4months at Long Island College Hospital (LICH). Private hospital in Brooklyn Heights good operative exp. joints/sports/spine/F&A, some fracture
1 month Hand at county, primarily hand trauma
1month SICU at the county
2mo Sports svc at Downstate with Chairman Dr Urban, some op. exp
PGY-3
4mo Brookdale University Hosp, great op. exp., private hospital with the county feel in east new york/brownsville, brooklyn. Lots of trauma, some jnts/sports/spine
2mo at Staten Island University Hosp, decent op exp. joints, best F&A experience, good elective hand cases, good sports exp., no spine
2mo peds at county and downstate
2mo recon at downstate, god jnt exp, as a PGY-3 once your done with this rotation you'll feel comfortable doing THA/TKA
2mo Brooklyn VA- laid back, joints and sports cases
PGY-4
2mo fracture at county
2mo spine svc
4mo at LICH
2mo at Staten Island
2mo at Brookdale
PGY-5
2mo fracture at county
2mo VA
2mo Hand
2mo Recon at downstate
2mo Peds Downstate/county
2mo Sports at Downstate/County
2)Interview process- laid back, just questions. No suturing cheese or other crazy motor skill activities, no xray analysis/ethical question grilling or "fund of knowledge" rooms (ala LIJ).
2 interviews with faculty and chatting witht the residents with a weak breakfast and bad coffee
3)This is Brooklyn, you don't want to live near the hospital. But Park Slope and Bayridge are really nice areas very close to all our hospitals. Rents vary from $1,000- $1,600/month depending on what you want/roomates. People also live in Manhattan and SI, Long Island
4)Fellowships- each year its pretty evenly distributed Sports, Recon, Spine, F&A, Fracture. More or less the guys seem to be happy with where they end up. At interview day they will give you a list of where recent grads have done their fellowships.
5)Onc- no ortho oncologist, we have didactics every mon afternoon and friday morning is grand rounds. Every month we have an ortho onc/path present cases/slides. But we have little tumor experience (probably like many places)
6)weakness
-didactics are weak, if you were the kid in med school who
needed to go to class to learn and be fed lectures, you won't like our schedule. I always learned, primarily by reading, and there is time to read, i was able to read skeletal trauma pgy-1, which helped greatly for pgy-2
-we need more F&A, little/no onc experience
-poor ancillary staff at the county (like all county hospitals) /downstate makes your junior years more painfull.
-enviornment- most hospitals are in th ghetto of brooklyn, its not the upper east side of manhattan. You have to be able to hold your own, if you've never been to a city before, this is no time to start. You will get abused by the ancillary staff if you don't stand up for yourself
But there are plenty of people to take care of and lots of good pathology and fractures.

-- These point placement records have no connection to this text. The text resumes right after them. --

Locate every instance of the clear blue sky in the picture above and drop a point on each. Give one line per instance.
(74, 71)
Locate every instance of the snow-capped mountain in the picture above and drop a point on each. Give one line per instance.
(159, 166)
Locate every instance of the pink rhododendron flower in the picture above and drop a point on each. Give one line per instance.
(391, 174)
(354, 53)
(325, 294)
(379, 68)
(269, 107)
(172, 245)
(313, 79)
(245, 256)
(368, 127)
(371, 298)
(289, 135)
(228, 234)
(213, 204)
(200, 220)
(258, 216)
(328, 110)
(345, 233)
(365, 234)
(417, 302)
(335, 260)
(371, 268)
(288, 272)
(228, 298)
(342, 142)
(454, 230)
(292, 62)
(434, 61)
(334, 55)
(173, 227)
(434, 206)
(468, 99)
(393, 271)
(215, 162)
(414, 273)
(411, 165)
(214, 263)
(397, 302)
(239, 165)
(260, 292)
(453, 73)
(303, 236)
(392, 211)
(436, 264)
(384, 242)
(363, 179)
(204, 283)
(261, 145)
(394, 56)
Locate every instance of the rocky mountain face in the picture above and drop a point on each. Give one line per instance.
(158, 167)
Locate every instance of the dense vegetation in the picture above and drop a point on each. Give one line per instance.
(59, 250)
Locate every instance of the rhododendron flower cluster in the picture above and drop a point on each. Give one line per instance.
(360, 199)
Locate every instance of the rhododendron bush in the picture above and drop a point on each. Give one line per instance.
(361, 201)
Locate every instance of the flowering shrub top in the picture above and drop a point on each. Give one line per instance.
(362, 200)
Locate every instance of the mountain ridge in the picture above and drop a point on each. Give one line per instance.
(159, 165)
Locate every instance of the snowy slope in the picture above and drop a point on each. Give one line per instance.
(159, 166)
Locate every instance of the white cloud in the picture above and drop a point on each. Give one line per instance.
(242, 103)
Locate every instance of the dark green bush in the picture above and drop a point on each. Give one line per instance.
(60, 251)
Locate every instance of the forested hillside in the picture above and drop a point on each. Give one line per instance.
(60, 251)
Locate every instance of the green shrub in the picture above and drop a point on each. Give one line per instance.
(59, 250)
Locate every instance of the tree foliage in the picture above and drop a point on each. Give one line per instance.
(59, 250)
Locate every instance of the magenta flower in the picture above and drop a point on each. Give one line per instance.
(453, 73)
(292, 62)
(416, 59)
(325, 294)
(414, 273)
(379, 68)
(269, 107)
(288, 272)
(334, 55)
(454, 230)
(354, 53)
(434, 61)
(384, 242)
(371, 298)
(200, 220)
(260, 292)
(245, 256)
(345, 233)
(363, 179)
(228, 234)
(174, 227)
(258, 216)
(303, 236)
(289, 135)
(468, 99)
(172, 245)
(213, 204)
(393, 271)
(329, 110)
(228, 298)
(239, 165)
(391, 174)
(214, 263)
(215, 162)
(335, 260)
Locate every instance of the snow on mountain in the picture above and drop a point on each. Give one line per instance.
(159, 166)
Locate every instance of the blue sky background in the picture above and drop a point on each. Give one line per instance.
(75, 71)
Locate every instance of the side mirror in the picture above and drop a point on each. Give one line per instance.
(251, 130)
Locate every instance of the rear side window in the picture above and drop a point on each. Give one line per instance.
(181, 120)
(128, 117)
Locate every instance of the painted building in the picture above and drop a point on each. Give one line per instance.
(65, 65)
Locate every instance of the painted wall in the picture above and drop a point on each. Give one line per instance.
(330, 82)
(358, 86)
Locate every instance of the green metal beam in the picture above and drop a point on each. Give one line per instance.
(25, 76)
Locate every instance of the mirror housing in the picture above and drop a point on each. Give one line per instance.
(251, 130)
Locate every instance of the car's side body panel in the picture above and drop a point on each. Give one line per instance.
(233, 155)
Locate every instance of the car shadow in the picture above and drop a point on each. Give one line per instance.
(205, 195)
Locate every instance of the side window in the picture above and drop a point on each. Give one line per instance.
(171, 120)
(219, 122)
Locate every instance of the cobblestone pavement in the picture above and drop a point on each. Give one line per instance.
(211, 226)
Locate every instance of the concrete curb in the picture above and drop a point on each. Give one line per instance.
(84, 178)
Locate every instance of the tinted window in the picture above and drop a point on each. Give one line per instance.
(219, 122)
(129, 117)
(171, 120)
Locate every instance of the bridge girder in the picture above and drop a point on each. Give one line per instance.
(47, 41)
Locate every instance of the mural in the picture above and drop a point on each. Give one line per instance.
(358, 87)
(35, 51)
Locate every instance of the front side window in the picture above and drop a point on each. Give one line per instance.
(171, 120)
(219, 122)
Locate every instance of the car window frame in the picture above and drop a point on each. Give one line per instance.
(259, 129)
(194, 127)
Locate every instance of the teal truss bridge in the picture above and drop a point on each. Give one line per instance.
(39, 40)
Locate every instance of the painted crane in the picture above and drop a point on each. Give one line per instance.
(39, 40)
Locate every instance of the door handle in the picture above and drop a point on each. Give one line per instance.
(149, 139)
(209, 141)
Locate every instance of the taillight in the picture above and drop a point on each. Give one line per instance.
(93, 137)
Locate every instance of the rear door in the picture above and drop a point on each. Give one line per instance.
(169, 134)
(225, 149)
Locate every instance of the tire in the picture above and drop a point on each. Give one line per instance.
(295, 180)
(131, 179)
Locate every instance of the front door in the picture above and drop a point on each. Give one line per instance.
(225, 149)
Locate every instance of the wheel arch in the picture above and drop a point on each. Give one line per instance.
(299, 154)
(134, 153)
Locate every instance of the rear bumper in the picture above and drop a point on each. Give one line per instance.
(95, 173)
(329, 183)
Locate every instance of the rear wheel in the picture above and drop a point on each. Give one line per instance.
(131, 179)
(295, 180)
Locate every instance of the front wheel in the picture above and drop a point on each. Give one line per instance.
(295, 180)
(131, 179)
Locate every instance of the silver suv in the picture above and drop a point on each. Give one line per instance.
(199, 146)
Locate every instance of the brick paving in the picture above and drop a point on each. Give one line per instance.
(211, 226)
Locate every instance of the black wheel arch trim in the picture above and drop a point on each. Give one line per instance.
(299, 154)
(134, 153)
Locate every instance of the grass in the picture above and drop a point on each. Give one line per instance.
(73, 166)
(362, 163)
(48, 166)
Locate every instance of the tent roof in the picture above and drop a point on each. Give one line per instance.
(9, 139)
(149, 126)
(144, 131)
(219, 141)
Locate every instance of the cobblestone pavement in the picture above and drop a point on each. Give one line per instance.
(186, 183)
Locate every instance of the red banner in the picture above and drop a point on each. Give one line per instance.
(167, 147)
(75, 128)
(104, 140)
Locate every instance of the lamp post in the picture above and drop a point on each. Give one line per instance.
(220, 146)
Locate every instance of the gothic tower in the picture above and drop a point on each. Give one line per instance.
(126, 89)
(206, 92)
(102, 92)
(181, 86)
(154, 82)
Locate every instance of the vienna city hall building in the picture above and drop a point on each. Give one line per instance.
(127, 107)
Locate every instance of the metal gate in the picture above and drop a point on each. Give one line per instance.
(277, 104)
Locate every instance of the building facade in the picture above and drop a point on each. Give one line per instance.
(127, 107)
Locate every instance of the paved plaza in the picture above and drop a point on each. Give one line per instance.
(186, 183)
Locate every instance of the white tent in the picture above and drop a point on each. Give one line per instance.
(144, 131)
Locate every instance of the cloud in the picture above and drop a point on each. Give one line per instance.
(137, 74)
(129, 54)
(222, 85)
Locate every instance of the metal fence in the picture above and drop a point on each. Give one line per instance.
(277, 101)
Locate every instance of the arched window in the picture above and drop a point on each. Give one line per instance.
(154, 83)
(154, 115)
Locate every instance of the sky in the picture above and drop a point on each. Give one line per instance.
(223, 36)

I hope that helped I know its alot of info.
When I was applying I wanted a more "white collar" program in a nice area. But I'm happy where I ended up.
What I didn't realize as a med student was that as a resident, you don't want to work in the private "pretty hospital". Yeah the nurses might be cuter, the ancillary staff better, and the call room cleaner. But as a resident you should want to see patholgy and operate as the primary surgeon and that's the experince that we get at most places.